Retour sur l’exception de courte citation suite à l’affaire Zemmour

Tribunal Judiciaire de Paris, 3e chambre, 2ème section, 4 mars 2022, n°22/00034

 Par un jugement rendu le 4 mars 2022, le Tribunal Judiciaire de Paris condamne M. Eric Zemmour et l’association Reconquête ! pour contrefaçon de droits d’auteur et revient sur l’exception de courte citation, en particulier sur le contexte et la finalité de l’incorporation des œuvres citées.

L’essayiste avait en effet publié une vidéo afin d’annoncer sa candidature à la présidence de la République. Son discours étant accompagné de différents extraits de films tels que Le Quai des Brumes, Jeanne d’Arc ou encore Un singe en hiver, certains titulaires de droits ont assigné le candidat en contrefaçon de droits d’auteurs, ce à quoi les Conseils de Monsieur Zemmour ont cru pouvoir opposer l’exception de courte citation.

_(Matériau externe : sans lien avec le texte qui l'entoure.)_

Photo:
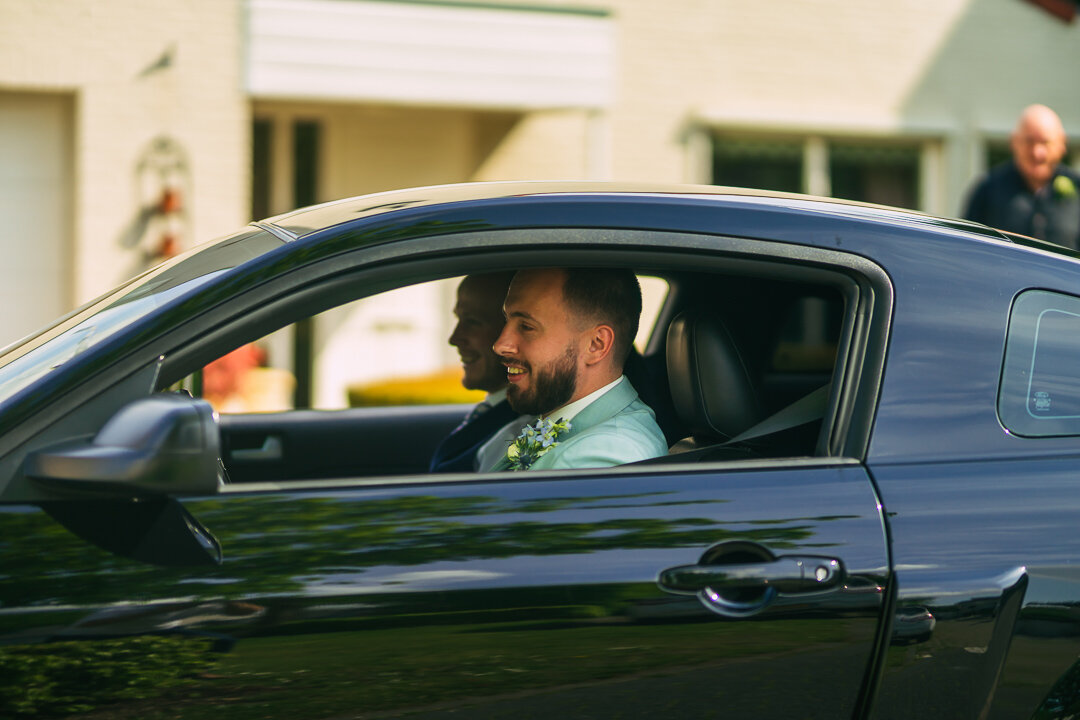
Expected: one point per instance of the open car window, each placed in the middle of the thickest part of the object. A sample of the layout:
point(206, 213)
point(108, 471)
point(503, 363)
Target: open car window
point(383, 368)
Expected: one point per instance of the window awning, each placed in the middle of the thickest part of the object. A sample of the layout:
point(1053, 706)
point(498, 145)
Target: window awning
point(463, 55)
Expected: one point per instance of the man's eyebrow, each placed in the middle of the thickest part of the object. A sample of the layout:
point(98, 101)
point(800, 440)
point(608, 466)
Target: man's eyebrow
point(518, 313)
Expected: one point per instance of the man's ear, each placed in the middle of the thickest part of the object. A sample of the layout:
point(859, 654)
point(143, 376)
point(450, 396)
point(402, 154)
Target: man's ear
point(601, 344)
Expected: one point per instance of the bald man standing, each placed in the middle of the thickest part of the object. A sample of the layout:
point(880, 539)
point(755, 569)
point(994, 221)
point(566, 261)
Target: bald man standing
point(1033, 194)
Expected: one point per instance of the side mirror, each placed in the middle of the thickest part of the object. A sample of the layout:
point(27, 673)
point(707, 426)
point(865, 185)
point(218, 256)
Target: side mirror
point(164, 444)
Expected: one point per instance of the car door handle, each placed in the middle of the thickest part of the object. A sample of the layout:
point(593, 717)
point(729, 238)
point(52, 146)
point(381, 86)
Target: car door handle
point(744, 588)
point(271, 449)
point(788, 574)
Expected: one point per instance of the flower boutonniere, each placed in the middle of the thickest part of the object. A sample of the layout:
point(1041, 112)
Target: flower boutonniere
point(534, 442)
point(1064, 187)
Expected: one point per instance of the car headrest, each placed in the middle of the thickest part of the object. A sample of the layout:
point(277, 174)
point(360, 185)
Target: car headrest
point(711, 385)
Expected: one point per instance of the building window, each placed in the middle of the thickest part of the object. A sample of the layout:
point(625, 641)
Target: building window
point(760, 164)
point(261, 165)
point(886, 175)
point(882, 172)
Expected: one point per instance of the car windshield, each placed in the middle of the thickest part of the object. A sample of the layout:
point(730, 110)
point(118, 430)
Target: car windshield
point(37, 355)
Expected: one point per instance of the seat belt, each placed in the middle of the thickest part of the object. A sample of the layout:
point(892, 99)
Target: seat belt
point(806, 409)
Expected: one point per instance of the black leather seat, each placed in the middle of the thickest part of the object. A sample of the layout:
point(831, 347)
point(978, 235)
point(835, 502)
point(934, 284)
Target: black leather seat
point(712, 384)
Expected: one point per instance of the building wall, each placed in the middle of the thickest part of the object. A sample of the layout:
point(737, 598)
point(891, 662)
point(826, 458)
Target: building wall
point(954, 71)
point(158, 96)
point(139, 70)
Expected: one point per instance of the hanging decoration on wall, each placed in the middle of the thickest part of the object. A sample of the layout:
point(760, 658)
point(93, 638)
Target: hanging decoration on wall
point(163, 184)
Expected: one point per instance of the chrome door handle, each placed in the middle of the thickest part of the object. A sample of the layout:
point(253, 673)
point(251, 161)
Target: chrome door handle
point(745, 588)
point(271, 449)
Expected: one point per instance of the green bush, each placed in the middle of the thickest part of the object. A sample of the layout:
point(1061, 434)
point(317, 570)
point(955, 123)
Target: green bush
point(59, 678)
point(442, 388)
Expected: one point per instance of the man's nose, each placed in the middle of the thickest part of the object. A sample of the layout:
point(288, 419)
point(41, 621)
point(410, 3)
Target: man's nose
point(504, 343)
point(455, 338)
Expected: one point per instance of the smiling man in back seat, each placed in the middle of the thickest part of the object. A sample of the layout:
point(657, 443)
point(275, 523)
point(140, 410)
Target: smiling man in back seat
point(567, 336)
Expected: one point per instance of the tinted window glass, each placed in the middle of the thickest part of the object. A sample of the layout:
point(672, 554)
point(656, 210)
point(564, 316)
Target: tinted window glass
point(97, 321)
point(1040, 383)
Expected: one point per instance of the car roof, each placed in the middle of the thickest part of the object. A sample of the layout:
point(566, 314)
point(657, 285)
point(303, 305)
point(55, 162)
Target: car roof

Cette exception aux droits patrimoniaux des auteurs est mentionnée à l’article L122-5 du Code de la propriété intellectuelle, qui dispose entre autres que « Lorsque l’œuvre a été divulguée, l’auteur ne peut interdire :

3° Sous réserve que soient indiqués clairement le nom de l’auteur et la source :

  1. a) Les analyses et courtes citations justifiées par le caractère critique, polémique, pédagogique, scientifique ou d’information de l’œuvre à laquelle elles sont incorporées ; »

Deux aspects doivent donc être pris en compte : le respect du droit de paternité et la finalité de l’incorporation.

Dans le cadre son appréciation, le Tribunal constate que M. Zemmour et l’association Reconquête ! font fi du droit de paternité en ne mentionnant pas le nom des titulaires de droits sous la vidéo, mais uniquement le nom du titulaire de la chaîne dont les extraits sont issus.  Pourtant, la jurisprudence a déjà été plus accueillante en ne réclamant pas l’indication systématique du nom de l’auteur tant que le public comprend que les éléments cités sont issus d’un emprunt (CA Paris, 19 décembre 2014, n° 14/11935).

Surtout, les juges du fond considèrent que les reproductions ne peuvent être justifiées par une des conditions mentionnées à l’article L 122-5 du Code de la Propriété Intellectuelle, étant donné qu’elles ne sont présentes qu’à titre « de simples illustrations » du discours prononcé par M. Zemmour, lequel « n’entretient aucun dialogue » avec les extraits d’œuvres cités. Ce caractère purement illustratif ne permet pas que ces incorporations soient qualifiées d’informatives.

Les magistrats ont donc en l’espèce rejeté l’exception de courte citation, tandis que récemment, la reproduction partielle d’une œuvre de street art dans une vidéo de campagne de M. Jean-Luc Mélenchon a été admise car elle appuyait « le message critique développé par les vidéos » (TJ Paris, 21 janvier 2021, n° 20/08482).

Cette décision était attendue et prévisible tant l’entorse aux dispositions du Code de la Propriété Intellectuelle semblait évidente.